HM-30181 is a highly selective and potent inhibitor of Multi-drug resistance 1 (MDR1, ABCB1), also known as P-glycoprotein (P-gp). Co-administration of HM30181 greatly increased oral bioavailability of tubulin-stabilizing chemotherapeutic agent paclitaxel. Oraxol is an oral dosage form of paclitaxel administered orally with the HM30181A molecule. Oraxol offers patients with paclitaxel-responsive tumors the possibility of oral therapy without the requirement for premedication to prevent infusion-related hypersensitivity-type reactions. Current clinical data suggests the promising potential of a better clinical response and tolerability profile, which can likely to be attributed to the better pharmacokinetic profile achieved. Oraxol is presently in a Phase 3 trial in metastatic breast cancer and poised to enter into a combination study for treatment of advanced gastric cancer with ramucirumab through a clinical trial collaboration with Eli Lilly and Company.

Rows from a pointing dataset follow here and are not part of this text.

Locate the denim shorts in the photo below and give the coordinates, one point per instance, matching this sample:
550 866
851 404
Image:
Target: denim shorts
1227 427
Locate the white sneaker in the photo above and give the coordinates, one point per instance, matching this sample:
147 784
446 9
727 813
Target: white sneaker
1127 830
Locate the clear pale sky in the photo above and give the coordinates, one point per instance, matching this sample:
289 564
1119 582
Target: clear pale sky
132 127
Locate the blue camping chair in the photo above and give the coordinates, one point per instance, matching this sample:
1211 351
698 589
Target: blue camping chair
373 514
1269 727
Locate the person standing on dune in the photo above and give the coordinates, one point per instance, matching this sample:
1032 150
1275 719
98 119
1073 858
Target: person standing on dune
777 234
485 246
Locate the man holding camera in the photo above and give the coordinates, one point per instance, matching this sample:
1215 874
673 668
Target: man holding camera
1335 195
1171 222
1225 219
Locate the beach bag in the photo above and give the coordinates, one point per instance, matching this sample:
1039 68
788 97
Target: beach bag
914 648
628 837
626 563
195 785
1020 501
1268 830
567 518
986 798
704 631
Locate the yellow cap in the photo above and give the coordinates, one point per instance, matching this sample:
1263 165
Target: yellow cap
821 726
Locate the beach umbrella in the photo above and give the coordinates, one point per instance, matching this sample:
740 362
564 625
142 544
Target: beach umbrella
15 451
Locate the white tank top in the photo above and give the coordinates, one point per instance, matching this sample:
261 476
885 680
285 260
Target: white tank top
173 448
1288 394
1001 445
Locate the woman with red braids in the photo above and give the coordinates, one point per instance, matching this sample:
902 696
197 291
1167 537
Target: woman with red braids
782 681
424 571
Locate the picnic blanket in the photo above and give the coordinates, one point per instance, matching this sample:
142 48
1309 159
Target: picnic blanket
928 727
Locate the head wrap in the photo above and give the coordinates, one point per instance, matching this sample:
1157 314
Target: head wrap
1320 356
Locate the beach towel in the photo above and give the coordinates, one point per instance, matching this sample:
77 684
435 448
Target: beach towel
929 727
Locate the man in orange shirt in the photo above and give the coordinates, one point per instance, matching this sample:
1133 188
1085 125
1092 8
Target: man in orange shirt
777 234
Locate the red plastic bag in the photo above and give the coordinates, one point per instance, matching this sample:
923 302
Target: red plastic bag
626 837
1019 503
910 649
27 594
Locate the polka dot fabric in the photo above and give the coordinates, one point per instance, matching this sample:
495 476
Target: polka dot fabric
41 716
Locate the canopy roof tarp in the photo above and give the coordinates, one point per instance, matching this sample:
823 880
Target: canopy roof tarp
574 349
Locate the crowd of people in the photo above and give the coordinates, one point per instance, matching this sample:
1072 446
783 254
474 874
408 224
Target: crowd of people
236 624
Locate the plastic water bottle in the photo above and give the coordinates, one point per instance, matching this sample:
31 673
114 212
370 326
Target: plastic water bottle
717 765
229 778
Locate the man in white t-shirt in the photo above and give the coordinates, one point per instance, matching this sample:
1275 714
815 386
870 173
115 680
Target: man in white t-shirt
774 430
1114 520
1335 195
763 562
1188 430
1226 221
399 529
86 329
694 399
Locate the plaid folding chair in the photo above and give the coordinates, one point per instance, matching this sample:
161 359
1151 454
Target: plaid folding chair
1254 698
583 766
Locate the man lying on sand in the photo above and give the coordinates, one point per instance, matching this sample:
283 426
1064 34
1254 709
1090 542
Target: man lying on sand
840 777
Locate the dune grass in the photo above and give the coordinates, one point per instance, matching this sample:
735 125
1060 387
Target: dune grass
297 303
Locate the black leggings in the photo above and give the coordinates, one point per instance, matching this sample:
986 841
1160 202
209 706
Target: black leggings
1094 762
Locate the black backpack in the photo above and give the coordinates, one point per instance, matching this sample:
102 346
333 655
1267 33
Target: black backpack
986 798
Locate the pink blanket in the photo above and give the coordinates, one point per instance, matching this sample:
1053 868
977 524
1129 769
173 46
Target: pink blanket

Tanespimycin (17-allylamino-17-demethoxygeldanamycin, 17-AAG) is a synthetic analogue of geldanamycin, an antibiotic first purified in 1970 from Streptomyces hygroscopicus. Tanespimycin is an Hsp90 inhibitor that has demonstrated the potential to disrupt the activity of multiple oncogenes and cell signaling pathways implicated in tumor growth, including HER2, a key pathway in breast cancer. Tanespimycin was being under development by Kosan Biosciences. It was in phase 3 clinical development with bortezomib for the treatment of multiple myeloma (MM). However, in 2010 the company halted development of tanespimycin, during late-stage clinical trials as a potential treatment for multiple myeloma. While no definitive explanation was given, it has been suggested that Bristol-Myers Squibb halted development over concerns of the financial feasibility of tanespimycin development given the 2014 expiry of the patent on this compound, and the relative expense of manufacture.